La dieta paleo

Los partidarios de la dieta baja en carbohidratos y alta en grasas (LCHF) «Paleo», «edad de piedra» o «hombre de las cavernas» recomiendan consumir sólo los alimentos que estaban disponibles para nuestros antepasados cazadores-recolectores.

La publicidad de los medios de comunicación, incluyendo los chefs famosos, los tabloides y los reality shows de televisión, están animando a un número cada vez mayor de personas a probar esta y otras dietas, a pesar de la falta de pruebas sobre los beneficios para la salud. En 2014, la dieta Paleo fue la dieta más buscada en Internet.

Los adeptos de la dieta LCHF consumen más proteínas, fibras y grasas que la dieta occidental promedio y menos azúcar y carbohidratos con almidón.

Los «dos» sugeridos incluyen carnes producidas a base de pasto, pescado o mariscos, frutas y vegetales frescos, huevos, nueces y semillas, y aceites saludables como el de oliva, nuez, linaza, macadamia, aguacate y coco.

Entre los alimentos que deben evitarse se encuentran los cereales, las legumbres -incluidos los cacahuetes-, los productos lácteos, el azúcar refinado, las patatas, los alimentos procesados, la sal y los aceites vegetales refinados.

Reglas

No hay recuento de calorías, y las frutas y verduras ricas en fibra te llenarán, al igual que la carne magra.

Limitaciones: La Paleo Dieta permite hacer trampas, especialmente al principio. Cuando recién comienzas, puedes comer lo que quieras durante 3 comidas a la semana. Cordain llama a esas «comidas abiertas». O puedes retarte a ti mismo a una sola «comida abierta» por semana.

Ir de compras y cocinar: Necesitarás abastecerte de los alimentos permitidos y cocinar desde cero, así que planifica el tiempo de cocina.

¿Comidas empaquetadas o comidas? Ninguna. Los alimentos procesados son un no-no.

¿Reuniones en persona? No.

Ejercicio: No es necesario cuando estás perdiendo peso. Pero Cordain lo recomienda encarecidamente para mantener la pérdida de peso y para la salud en general.

¿Permite restricciones o preferencias dietéticas?

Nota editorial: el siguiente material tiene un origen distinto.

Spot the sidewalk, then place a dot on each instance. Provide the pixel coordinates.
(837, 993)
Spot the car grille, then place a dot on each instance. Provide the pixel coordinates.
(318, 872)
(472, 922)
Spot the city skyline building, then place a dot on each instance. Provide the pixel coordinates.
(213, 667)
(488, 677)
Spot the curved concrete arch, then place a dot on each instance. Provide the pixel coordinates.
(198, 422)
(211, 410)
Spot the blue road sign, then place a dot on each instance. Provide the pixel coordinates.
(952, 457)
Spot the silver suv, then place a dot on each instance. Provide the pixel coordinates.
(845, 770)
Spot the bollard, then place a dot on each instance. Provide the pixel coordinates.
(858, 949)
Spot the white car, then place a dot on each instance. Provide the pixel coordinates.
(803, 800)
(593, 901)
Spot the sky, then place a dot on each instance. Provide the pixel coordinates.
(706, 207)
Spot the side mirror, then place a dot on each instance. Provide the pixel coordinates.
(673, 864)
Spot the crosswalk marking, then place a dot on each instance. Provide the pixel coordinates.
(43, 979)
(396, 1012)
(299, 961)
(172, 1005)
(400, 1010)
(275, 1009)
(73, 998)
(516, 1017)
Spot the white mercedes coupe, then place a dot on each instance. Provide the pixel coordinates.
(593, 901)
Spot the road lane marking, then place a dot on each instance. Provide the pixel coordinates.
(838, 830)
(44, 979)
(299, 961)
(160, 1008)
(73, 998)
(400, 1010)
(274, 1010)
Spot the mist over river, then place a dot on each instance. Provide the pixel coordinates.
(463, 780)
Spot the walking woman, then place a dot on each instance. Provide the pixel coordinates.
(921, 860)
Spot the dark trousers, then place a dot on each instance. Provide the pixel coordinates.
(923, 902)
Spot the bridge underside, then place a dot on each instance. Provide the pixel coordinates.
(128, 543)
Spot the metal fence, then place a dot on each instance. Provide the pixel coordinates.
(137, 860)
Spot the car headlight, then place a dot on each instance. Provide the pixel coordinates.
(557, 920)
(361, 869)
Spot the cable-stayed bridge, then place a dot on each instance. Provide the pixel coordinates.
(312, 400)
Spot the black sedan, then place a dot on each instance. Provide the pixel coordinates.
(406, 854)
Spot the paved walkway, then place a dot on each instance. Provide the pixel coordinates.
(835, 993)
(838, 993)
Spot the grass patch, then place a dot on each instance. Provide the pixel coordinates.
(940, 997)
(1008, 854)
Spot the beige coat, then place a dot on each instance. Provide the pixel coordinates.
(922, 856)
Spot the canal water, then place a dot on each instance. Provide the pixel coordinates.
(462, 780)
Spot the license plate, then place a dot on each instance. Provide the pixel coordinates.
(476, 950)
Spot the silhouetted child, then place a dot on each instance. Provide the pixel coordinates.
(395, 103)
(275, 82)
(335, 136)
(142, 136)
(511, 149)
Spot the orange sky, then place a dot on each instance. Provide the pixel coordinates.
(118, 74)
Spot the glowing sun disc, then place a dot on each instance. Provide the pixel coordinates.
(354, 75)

Vegetariana o vegana: Esta dieta hace hincapié en la carne y el pescado, y Cordain dice que es imposible seguir una paleodieta sin comer carne, mariscos o huevos. No se permiten excelentes fuentes vegetarianas de proteínas, como los frijoles y otras legumbres.

Dieta baja en sal: La dieta no permite la sal, por lo que puede ayudar a reducir el sodio. Si come algún alimento que provenga de una lata o una caja, deberá comprobar el sodio en las etiquetas de los alimentos.

Riesgos de aumento de peso y diabetes con la dieta LCHF
El cambio de alimentos procesados y azúcares refinados a más frutas y verduras puede ayudar a lograr la pérdida de peso, y una menor ingesta de carbohidratos también significa menos posibilidades de que los niveles de glucosa en la sangre se eleven después de una comida.

Sin embargo, los kilos no se reducirán automáticamente con una dieta de LCHF. Además, la grasa dietética elevada, independientemente del peso corporal, puede hacer que los lípidos se acumulen en el hígado, limitando la capacidad de la insulina para hacer frente a la producción de glucosa hepática.

Los investigadores de la Universidad de Melbourne se preocuparon por los peligros de una dieta paleo, especialmente para quienes ya tienen sobrepeso y llevan un estilo de vida sedentario y para las personas con prediabetes o diabetes.

Para investigar, tomaron dos grupos de ratones con sobrepeso y con síntomas de prediabetes.

Los ratones de un grupo consumieron una dieta de LCHF durante 8 semanas, el 60% de la cual era grasa, en comparación con su habitual consumo de grasa del 3%. Los carbohidratos constituían el 20%. Los ratones del grupo de control comieron su comida habitual.

El informe afirma que después de 8 semanas, el grupo de la dieta Paleo había aumentado de peso, la intolerancia a la glucosa y la insulina. Los ratones habían ganado el 15% de su peso corporal, y su masa grasa se había duplicado del 2% a casi el 4%.

Este «aumento de peso extremo» es equivalente a que una persona que pesa 90 kilos gane 15 kilos en 2 meses.

Aumenta el riesgo de hipertensión, problemas óseos, artritis, ansiedad y depresión, y potencialmente un alto nivel de azúcar en la sangre, elevados niveles de insulina y, en última instancia, la diabetes.